I think it was when Golden said, under his breath a little, "I know. it's the same thing every month. this happens every time."............      So after calming down, getting a hold of myself, I told him.. "I am going to have the best week down in vegas. I'm going to be really busy, and clients are going to get a hold of me to come in that I haven't seen for a while. I'm going to enjoy every client, and have a good time! I'm not even going to be stressed, and it's not going to feel like I'm even that busy but I will make more money this time than I have (since I've just been working the 2/2 1/2 days)"  

LET ME TELL YOU WHAT!   I was for the first time ever, super relaxed and enjoying myself! (I always enjoy myself but not as much because I get overwhelmed in the back of my head) I was not stressed at all, I was super busy, I was thinking of our conversations in our blogs and how we've been talking about being in the moment, REALLY TAKING IN EACH MOMENT, and I really did! I was for the most part on time, (give or take a half hr here and there) Before we left to come down I had heard from a couple clients that I hadn't seen for awhile and got them in... I made more money than I have been making, and I had a blast!  I KNOW that our words are so powerful! It is something that amazes me time and time again! It is so true, and I KNOW that it is.. Why I get caught up in the nonsense and stress, Not anymore I tell you!

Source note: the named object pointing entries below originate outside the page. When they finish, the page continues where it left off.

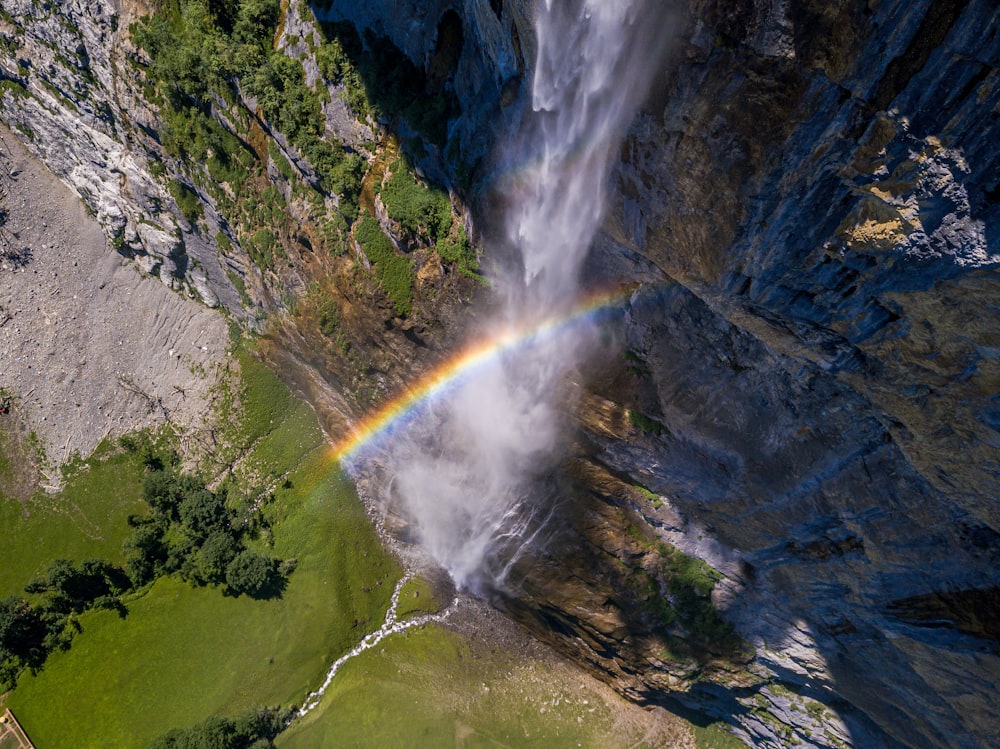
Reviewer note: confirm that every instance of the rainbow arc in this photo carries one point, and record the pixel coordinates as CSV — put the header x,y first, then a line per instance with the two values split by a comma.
x,y
463,365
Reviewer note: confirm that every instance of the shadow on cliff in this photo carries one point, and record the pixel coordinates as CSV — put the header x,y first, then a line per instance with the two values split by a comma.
x,y
382,82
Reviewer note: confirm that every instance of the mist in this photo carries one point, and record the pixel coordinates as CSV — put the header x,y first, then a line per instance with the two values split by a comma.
x,y
464,471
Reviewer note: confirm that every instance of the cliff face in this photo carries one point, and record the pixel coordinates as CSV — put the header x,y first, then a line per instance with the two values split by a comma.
x,y
808,402
820,184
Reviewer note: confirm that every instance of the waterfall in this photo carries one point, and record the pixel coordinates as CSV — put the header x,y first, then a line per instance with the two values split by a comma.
x,y
463,471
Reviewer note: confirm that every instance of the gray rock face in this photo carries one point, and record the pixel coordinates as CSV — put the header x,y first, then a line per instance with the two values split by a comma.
x,y
817,186
820,183
809,208
68,89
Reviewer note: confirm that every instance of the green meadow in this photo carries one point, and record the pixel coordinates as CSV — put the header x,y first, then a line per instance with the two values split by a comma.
x,y
432,687
184,653
181,654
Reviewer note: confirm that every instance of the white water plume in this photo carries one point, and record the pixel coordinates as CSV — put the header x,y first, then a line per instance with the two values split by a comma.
x,y
464,472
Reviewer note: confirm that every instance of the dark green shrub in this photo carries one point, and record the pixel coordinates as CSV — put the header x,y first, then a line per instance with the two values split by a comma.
x,y
422,212
393,271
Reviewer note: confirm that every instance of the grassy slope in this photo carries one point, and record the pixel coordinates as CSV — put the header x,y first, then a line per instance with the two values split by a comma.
x,y
430,688
183,653
86,519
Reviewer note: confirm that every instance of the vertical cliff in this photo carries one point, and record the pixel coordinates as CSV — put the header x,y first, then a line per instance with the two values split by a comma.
x,y
802,391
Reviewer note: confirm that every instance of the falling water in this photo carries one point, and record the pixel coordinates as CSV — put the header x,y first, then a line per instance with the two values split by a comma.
x,y
463,472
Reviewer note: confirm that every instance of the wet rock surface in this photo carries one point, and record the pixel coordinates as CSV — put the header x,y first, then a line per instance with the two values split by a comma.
x,y
808,208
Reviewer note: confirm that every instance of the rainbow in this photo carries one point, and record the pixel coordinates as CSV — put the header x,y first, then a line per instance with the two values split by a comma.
x,y
461,366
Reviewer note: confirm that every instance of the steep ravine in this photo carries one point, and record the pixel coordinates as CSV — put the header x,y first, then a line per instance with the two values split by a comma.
x,y
807,207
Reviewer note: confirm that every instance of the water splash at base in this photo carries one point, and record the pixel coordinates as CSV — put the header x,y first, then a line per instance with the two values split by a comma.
x,y
391,626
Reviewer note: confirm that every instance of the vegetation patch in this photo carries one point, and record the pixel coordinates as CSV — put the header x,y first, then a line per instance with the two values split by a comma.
x,y
214,654
252,730
394,271
417,598
423,213
393,85
431,687
647,424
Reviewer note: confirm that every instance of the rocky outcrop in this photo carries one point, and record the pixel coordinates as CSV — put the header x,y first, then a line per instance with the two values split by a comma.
x,y
807,208
818,185
69,89
809,204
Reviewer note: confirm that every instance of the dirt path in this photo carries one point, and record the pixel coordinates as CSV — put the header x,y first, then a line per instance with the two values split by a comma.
x,y
88,346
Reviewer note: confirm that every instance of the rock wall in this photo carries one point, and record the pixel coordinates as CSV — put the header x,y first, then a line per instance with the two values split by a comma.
x,y
809,204
819,182
808,209
70,91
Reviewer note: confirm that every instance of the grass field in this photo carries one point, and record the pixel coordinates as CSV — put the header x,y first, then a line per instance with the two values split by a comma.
x,y
86,519
430,687
185,653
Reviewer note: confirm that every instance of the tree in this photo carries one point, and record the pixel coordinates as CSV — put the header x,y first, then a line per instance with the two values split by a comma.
x,y
218,550
21,629
202,512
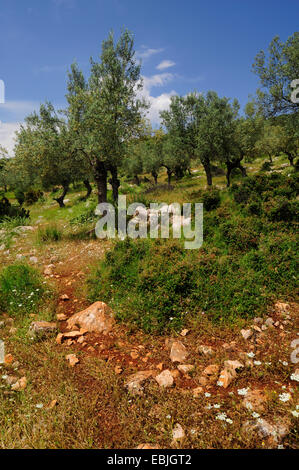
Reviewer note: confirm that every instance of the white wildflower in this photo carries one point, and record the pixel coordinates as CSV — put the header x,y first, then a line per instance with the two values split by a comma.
x,y
243,391
284,397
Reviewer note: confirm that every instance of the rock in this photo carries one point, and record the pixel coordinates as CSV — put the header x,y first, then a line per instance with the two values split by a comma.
x,y
74,334
269,322
72,359
226,377
64,297
273,432
246,334
211,371
206,350
255,400
165,379
59,338
185,368
48,271
134,381
148,446
41,329
184,332
97,318
11,379
8,359
281,307
197,391
178,352
21,384
233,365
203,381
61,317
25,228
178,433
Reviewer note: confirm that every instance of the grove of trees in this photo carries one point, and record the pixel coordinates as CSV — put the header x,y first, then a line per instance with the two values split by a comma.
x,y
104,132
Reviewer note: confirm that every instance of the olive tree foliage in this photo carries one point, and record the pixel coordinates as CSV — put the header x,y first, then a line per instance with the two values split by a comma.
x,y
3,168
180,143
104,111
44,154
276,71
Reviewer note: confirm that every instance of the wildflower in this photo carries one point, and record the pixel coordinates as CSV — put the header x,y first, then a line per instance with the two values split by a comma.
x,y
243,391
284,397
295,377
221,416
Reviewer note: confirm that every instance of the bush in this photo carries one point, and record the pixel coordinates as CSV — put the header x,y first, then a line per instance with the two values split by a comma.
x,y
49,234
32,196
9,211
266,166
211,200
21,289
20,197
280,209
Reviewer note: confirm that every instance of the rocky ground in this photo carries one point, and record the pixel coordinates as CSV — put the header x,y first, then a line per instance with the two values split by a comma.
x,y
207,387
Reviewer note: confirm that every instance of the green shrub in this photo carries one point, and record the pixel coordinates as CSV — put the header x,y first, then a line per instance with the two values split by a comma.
x,y
211,200
7,210
280,208
33,195
49,234
20,197
21,289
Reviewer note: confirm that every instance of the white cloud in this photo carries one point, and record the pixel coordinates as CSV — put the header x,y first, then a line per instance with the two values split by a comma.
x,y
16,110
160,102
146,53
165,64
7,134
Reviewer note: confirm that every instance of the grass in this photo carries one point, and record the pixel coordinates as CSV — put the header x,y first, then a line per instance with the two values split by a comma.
x,y
246,261
21,290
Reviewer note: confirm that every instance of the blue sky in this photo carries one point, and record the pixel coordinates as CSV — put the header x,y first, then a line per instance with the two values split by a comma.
x,y
184,45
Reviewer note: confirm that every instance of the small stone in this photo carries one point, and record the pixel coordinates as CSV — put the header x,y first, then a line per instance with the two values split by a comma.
x,y
197,391
178,352
165,379
184,332
246,333
61,317
72,359
41,329
64,297
134,381
178,432
21,384
255,400
269,322
185,368
226,377
206,350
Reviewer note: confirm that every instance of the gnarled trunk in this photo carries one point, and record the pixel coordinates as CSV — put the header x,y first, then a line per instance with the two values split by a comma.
x,y
89,189
60,199
101,181
207,168
114,181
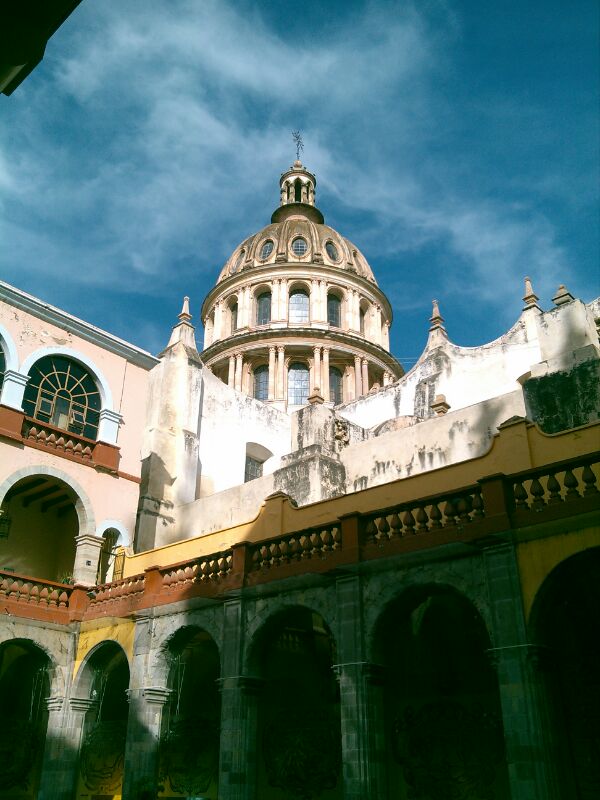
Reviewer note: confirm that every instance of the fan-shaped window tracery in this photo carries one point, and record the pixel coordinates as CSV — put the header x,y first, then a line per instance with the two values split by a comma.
x,y
62,392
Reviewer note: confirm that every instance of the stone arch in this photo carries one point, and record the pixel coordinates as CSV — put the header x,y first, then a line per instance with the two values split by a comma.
x,y
564,625
25,686
260,626
69,352
83,506
439,701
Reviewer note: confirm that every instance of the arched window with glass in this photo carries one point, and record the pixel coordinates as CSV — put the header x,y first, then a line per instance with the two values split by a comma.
x,y
335,386
334,310
263,308
62,392
298,384
233,311
261,382
299,307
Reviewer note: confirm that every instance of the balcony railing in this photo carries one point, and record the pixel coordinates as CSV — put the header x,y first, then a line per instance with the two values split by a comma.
x,y
497,504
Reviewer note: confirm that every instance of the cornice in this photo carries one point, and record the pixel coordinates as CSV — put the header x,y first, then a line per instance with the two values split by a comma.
x,y
307,271
311,337
48,313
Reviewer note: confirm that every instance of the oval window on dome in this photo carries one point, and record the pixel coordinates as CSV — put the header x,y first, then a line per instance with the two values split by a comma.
x,y
266,250
332,251
238,262
299,246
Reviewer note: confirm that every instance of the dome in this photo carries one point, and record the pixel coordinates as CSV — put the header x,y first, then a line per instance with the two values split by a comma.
x,y
297,240
297,234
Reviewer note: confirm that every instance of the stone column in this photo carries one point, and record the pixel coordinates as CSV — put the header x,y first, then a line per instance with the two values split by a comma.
x,y
143,737
239,360
361,701
238,746
323,287
531,767
365,376
314,301
59,773
284,300
275,304
87,556
280,372
325,375
357,378
317,370
271,372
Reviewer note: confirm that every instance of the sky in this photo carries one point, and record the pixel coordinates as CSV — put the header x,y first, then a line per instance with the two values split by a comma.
x,y
455,142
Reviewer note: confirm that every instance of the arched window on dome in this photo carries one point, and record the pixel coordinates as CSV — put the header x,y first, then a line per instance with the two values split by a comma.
x,y
335,386
299,306
2,366
298,384
62,392
334,310
263,308
261,383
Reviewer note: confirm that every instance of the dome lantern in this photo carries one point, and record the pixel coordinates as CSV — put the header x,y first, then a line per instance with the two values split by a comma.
x,y
297,189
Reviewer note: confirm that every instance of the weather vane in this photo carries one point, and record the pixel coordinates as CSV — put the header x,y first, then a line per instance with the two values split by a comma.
x,y
297,137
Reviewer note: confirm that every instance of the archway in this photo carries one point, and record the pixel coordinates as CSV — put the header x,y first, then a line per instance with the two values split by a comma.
x,y
103,681
442,716
566,623
299,739
41,524
189,750
24,688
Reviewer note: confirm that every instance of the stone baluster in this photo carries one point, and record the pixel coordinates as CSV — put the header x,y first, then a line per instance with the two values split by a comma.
x,y
357,377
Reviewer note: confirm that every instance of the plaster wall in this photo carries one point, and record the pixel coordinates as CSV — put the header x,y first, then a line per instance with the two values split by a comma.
x,y
230,421
433,443
127,382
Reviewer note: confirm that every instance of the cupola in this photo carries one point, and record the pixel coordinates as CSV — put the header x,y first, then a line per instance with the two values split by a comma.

I wrote a few posts back about my clients, and doing hair gives me a way to connect on a different level w/them. I feel like because I wrote it down, and verbalized it, it also made me more aware of my time with them, and really take it all in.  I also know that for me to open up to Golden, and share what's going on in my head is so awesome for us.  I am indeed grateful for this blogging!